Offline wereld
Als ik in deze tijd kleuter was geweest, was ik niet weg te slaan bij de iPad en de laptops. Of de telefoons van mijn ouders. Als die mij niet zouden tegenhouden, zou ik er de hele dag aan gekluisterd zitten. Want wat is er leuker dan een apparaatje dat álles kan? Waaruit je non-stop muziek kunt toveren, net als tekenfilms, verhalen en spelletjes?

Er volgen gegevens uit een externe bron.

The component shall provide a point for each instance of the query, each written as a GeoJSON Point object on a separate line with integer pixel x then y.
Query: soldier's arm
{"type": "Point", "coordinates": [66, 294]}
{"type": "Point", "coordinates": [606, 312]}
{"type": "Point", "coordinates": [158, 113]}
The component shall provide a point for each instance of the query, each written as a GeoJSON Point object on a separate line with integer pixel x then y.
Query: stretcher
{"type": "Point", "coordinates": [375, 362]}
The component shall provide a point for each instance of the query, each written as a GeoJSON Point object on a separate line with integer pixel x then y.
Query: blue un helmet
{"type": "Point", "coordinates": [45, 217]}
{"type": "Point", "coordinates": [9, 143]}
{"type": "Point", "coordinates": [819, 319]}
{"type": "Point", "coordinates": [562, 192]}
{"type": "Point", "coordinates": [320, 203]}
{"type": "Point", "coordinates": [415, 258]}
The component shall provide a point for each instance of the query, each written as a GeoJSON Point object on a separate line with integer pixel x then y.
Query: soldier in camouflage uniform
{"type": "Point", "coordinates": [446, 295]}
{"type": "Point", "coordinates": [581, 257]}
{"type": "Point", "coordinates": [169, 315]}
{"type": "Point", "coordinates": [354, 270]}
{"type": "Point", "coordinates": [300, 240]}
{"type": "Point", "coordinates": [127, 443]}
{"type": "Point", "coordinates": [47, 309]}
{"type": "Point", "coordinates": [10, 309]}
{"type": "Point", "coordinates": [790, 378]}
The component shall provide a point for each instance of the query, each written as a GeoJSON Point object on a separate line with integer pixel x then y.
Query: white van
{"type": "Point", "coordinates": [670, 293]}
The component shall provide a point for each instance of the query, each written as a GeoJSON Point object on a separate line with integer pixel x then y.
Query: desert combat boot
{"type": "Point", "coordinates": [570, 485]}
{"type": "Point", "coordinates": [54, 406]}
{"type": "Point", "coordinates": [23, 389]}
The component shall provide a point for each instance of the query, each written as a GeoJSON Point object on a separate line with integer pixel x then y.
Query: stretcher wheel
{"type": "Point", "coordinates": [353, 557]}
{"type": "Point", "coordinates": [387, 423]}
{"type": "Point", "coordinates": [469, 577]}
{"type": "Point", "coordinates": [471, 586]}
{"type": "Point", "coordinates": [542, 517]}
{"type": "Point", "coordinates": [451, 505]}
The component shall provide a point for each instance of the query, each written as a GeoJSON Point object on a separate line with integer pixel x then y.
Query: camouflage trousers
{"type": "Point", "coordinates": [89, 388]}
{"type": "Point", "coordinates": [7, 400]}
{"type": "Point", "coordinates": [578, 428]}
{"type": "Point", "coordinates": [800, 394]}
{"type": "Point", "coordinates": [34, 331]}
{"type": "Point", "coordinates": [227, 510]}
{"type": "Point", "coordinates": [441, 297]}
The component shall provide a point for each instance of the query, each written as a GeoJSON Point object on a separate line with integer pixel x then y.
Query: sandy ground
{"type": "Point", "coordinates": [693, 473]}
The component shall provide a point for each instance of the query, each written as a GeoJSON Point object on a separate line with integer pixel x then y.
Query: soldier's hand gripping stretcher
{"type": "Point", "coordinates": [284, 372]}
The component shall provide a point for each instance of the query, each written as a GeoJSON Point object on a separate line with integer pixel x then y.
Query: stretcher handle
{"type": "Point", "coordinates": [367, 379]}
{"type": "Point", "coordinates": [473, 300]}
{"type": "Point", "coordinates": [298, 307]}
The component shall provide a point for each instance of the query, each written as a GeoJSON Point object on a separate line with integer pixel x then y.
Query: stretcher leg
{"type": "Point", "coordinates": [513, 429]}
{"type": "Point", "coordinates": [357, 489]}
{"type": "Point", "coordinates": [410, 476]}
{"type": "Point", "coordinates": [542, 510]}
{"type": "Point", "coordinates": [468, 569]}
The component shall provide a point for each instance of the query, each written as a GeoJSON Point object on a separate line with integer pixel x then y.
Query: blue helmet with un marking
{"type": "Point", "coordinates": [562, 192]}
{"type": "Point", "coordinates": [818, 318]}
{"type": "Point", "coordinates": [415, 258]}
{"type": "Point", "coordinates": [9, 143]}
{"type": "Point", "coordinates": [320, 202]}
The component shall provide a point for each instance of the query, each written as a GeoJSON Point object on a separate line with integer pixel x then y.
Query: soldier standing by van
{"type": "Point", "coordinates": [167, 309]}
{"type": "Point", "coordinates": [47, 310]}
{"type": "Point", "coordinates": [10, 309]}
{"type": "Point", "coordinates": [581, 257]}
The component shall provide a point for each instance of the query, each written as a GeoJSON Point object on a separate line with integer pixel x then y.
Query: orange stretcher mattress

Vooral omdat ik niet zo’n buitenspeler was. En omdat ik niet zo goed was in het spelen met anderen en mij staande houden in een groepje. Ik zat liever veilig en ongestoord op de bank. Zelfs om te spelen met een poppenhuis, of om een te kasteel te bouwen met legoblokjes, hoefde ik niet van die bank af. Erg ongezond, maar heerlijk.

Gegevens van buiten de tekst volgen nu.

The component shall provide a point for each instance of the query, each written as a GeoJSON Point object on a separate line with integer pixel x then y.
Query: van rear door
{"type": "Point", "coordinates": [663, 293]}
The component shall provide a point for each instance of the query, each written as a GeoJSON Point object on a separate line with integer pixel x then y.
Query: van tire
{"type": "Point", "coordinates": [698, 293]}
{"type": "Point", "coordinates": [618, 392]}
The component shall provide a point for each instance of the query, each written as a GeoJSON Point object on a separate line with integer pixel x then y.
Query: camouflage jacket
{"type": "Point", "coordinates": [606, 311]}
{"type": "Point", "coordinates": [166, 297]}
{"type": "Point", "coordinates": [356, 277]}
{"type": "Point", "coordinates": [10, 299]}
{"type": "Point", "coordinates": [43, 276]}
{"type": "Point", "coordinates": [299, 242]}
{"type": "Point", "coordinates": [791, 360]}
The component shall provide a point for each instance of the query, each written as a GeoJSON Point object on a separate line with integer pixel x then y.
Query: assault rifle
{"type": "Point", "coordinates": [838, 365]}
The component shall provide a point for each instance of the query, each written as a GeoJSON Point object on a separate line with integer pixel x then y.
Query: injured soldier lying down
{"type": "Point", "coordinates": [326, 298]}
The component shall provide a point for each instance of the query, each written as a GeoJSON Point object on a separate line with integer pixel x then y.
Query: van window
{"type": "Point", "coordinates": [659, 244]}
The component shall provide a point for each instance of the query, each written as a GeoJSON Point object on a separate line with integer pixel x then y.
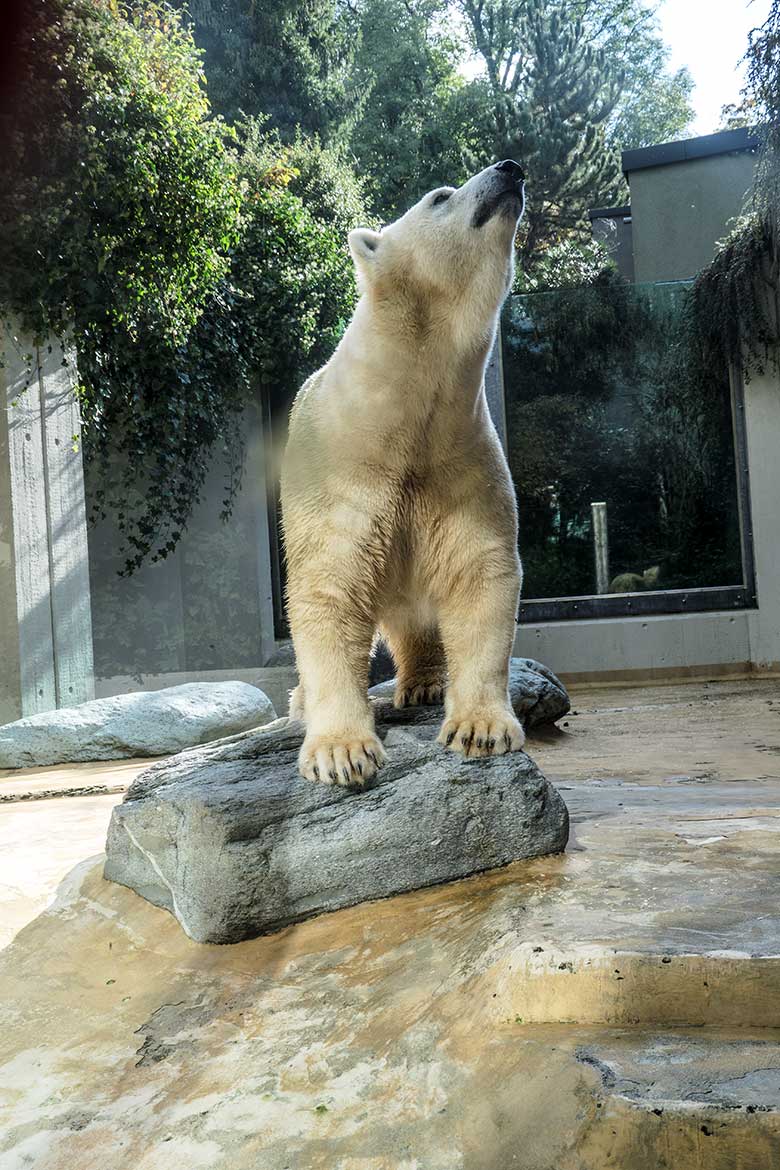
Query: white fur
{"type": "Point", "coordinates": [398, 507]}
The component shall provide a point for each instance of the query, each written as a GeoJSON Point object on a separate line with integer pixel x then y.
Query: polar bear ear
{"type": "Point", "coordinates": [364, 245]}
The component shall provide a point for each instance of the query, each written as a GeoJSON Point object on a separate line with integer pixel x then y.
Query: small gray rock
{"type": "Point", "coordinates": [537, 695]}
{"type": "Point", "coordinates": [235, 844]}
{"type": "Point", "coordinates": [144, 723]}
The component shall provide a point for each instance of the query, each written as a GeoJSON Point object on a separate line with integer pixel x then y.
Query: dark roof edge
{"type": "Point", "coordinates": [725, 142]}
{"type": "Point", "coordinates": [609, 212]}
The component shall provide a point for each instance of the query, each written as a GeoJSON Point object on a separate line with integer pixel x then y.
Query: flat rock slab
{"type": "Point", "coordinates": [537, 695]}
{"type": "Point", "coordinates": [144, 723]}
{"type": "Point", "coordinates": [235, 844]}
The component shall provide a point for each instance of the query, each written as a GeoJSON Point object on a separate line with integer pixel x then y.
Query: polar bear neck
{"type": "Point", "coordinates": [422, 338]}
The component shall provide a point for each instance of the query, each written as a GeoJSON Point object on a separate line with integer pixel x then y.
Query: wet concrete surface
{"type": "Point", "coordinates": [615, 1006]}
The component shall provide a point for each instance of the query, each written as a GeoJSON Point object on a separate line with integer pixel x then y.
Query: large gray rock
{"type": "Point", "coordinates": [235, 844]}
{"type": "Point", "coordinates": [144, 723]}
{"type": "Point", "coordinates": [537, 695]}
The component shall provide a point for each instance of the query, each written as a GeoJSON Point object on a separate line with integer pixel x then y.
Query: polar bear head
{"type": "Point", "coordinates": [451, 253]}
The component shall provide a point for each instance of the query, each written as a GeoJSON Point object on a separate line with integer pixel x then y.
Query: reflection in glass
{"type": "Point", "coordinates": [620, 442]}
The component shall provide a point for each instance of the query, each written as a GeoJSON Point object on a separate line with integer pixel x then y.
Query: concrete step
{"type": "Point", "coordinates": [680, 1100]}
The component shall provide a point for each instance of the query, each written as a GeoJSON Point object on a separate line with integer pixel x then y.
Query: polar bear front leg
{"type": "Point", "coordinates": [419, 658]}
{"type": "Point", "coordinates": [332, 646]}
{"type": "Point", "coordinates": [477, 625]}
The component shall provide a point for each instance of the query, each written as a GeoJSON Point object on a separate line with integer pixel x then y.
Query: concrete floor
{"type": "Point", "coordinates": [538, 1017]}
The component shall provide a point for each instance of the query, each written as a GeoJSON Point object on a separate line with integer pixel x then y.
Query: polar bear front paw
{"type": "Point", "coordinates": [482, 734]}
{"type": "Point", "coordinates": [347, 759]}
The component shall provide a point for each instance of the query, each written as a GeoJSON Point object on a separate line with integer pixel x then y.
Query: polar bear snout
{"type": "Point", "coordinates": [501, 188]}
{"type": "Point", "coordinates": [512, 169]}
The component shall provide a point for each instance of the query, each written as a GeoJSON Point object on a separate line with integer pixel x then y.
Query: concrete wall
{"type": "Point", "coordinates": [46, 647]}
{"type": "Point", "coordinates": [681, 210]}
{"type": "Point", "coordinates": [204, 610]}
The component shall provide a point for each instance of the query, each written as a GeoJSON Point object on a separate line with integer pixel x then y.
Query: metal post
{"type": "Point", "coordinates": [600, 545]}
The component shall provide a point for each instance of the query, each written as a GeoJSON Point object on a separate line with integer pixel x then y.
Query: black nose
{"type": "Point", "coordinates": [512, 169]}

Hoe leren wij volwassenen onszelf en de kinderen om ons weer te vermaken en staande te houden in de offline wereld?
Geen wonder dat uit mij een digitale verslaafde is gegroeid, ook al had ik pas op mijn dertigste mijn eerste computer. Ik zit het grootste deel van de dag achter mijn laptop, om te schrijven, te researchen en te communiceren. Ter ontspanning lees ik op mijn iPad het nieuws en doe ik een spelletje. Tussendoor ben ik met jan en alleman aan het appen en maak ik foto’s. Social media mijd ik: véél te leuk. Ze zouden al mijn werktijd opslokken.
Mijn kinderen hebben mij altijd achter beeldschermen gezien, en zijn zelf ook grootverbruikers geworden. En ja, dan is het logisch dat hun kinderen, mijn kleinkinderen, ook blij opveren bij het zien van een schermpje. Dáár gebeurt het, daar draait het leven om.
Laten we weer eens wat meer tijd doorbrengen in de driedimensionale wereld, die van velden met narcissen, de geur van pas gemaaid gras, versgebakken brood
Ik probeer de telefoon en iPad zoveel mogelijk bij hen weg te houden als ik op hen pas. Ik weet inmiddels dat te veel digitale indrukken slecht zijn voor jonge kinderen. Hun hersenen zijn daar nog niet aan te, het gaat te snel. Ze moeten leren in de fysieke, driedimensionale wereld, door te voelen, te ruiken, te gooien, te kneden, te spetteren, te klimmen, te rennen, te vallen, door dingen stuk te gooien en uit elkaar te halen. Door te bouwen met echte legoblokjes, en de pop echte kleren aan te trekken.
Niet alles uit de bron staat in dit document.